A saved snapshot of a model's parameters and state during training.
A checkpoint is a serialized snapshot of a machine learning model's parameters, optimizer state, and training metadata captured at a specific point during the training process. By periodically saving this information to disk, practitioners can resume an interrupted training run from where it left off rather than starting over — a critical safeguard given that training large models can take days or weeks on expensive hardware. Checkpoints also enable early stopping strategies, where training is halted once validation performance plateaus and the best-performing snapshot is retrieved for deployment.
In practice, checkpoints are saved either at fixed intervals — every N epochs or every N gradient steps — or conditionally, whenever a monitored metric such as validation loss reaches a new minimum.
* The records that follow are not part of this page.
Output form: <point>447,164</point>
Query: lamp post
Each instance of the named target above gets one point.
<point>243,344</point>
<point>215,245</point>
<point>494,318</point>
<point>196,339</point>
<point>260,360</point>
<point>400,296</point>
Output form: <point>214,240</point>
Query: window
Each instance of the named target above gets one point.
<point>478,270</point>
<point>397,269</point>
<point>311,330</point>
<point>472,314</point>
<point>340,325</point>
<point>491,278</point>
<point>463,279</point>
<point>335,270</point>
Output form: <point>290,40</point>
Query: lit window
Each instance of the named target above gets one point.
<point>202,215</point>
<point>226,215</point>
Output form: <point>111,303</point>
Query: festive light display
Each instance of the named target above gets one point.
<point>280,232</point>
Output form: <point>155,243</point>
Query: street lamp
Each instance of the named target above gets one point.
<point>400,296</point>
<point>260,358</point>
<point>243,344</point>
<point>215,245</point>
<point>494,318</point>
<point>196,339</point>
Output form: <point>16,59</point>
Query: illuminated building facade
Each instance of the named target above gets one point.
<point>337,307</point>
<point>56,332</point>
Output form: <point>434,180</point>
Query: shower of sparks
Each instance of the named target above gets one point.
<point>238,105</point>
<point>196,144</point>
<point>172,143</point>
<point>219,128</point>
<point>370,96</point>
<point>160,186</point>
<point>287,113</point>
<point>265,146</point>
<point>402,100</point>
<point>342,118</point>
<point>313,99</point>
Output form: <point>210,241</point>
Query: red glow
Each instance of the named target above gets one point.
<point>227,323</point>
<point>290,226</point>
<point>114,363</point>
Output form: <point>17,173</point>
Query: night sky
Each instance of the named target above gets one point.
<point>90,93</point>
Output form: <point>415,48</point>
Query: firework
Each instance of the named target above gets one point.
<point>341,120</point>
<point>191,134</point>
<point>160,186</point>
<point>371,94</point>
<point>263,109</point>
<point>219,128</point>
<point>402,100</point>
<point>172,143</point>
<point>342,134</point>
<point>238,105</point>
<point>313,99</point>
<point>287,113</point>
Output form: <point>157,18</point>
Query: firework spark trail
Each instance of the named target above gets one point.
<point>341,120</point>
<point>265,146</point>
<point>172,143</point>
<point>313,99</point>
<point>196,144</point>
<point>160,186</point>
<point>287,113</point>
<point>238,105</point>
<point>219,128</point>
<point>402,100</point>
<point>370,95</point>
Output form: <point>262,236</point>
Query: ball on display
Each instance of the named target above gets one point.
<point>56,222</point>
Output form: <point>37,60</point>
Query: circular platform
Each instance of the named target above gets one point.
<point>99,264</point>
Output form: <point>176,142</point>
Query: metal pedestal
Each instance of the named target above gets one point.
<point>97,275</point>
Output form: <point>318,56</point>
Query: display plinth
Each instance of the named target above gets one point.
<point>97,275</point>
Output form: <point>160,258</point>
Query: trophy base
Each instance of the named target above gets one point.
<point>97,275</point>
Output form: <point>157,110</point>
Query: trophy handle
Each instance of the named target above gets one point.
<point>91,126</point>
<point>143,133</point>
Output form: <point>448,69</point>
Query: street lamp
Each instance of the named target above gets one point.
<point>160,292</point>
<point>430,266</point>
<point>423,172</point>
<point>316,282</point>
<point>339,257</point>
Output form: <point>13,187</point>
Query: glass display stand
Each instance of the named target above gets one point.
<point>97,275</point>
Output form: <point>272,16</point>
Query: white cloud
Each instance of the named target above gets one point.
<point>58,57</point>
Modern frameworks like PyTorch and TensorFlow provide built-in utilities for this: torch.save and ModelCheckpoint callbacks, respectively, handle the serialization of weights and optimizer states in a format that can be reloaded seamlessly. A full checkpoint typically stores model weights, optimizer momentum buffers, learning rate scheduler state, and the current epoch or step count, ensuring that resumed training is numerically identical to uninterrupted training.
Beyond fault tolerance, checkpoints serve several other practical roles. They allow researchers to evaluate model behavior at intermediate stages of training, enabling analysis of how representations evolve over time. In transfer learning workflows, publicly released checkpoints — such as those for BERT, GPT, or ResNet — serve as pretrained starting points that dramatically reduce the compute required to adapt a model to a new task. This has made checkpoint sharing a cornerstone of the open-source ML ecosystem, with repositories like Hugging Face's Model Hub hosting thousands of community-contributed snapshots.
The importance of checkpointing scales directly with model size and training cost. For large language models trained on thousands of GPUs over months, losing progress due to a hardware failure without checkpoints would be catastrophically expensive. As a result, production training pipelines typically implement redundant checkpoint storage across multiple locations, with fine-grained control over retention policies to balance storage costs against recovery granularity.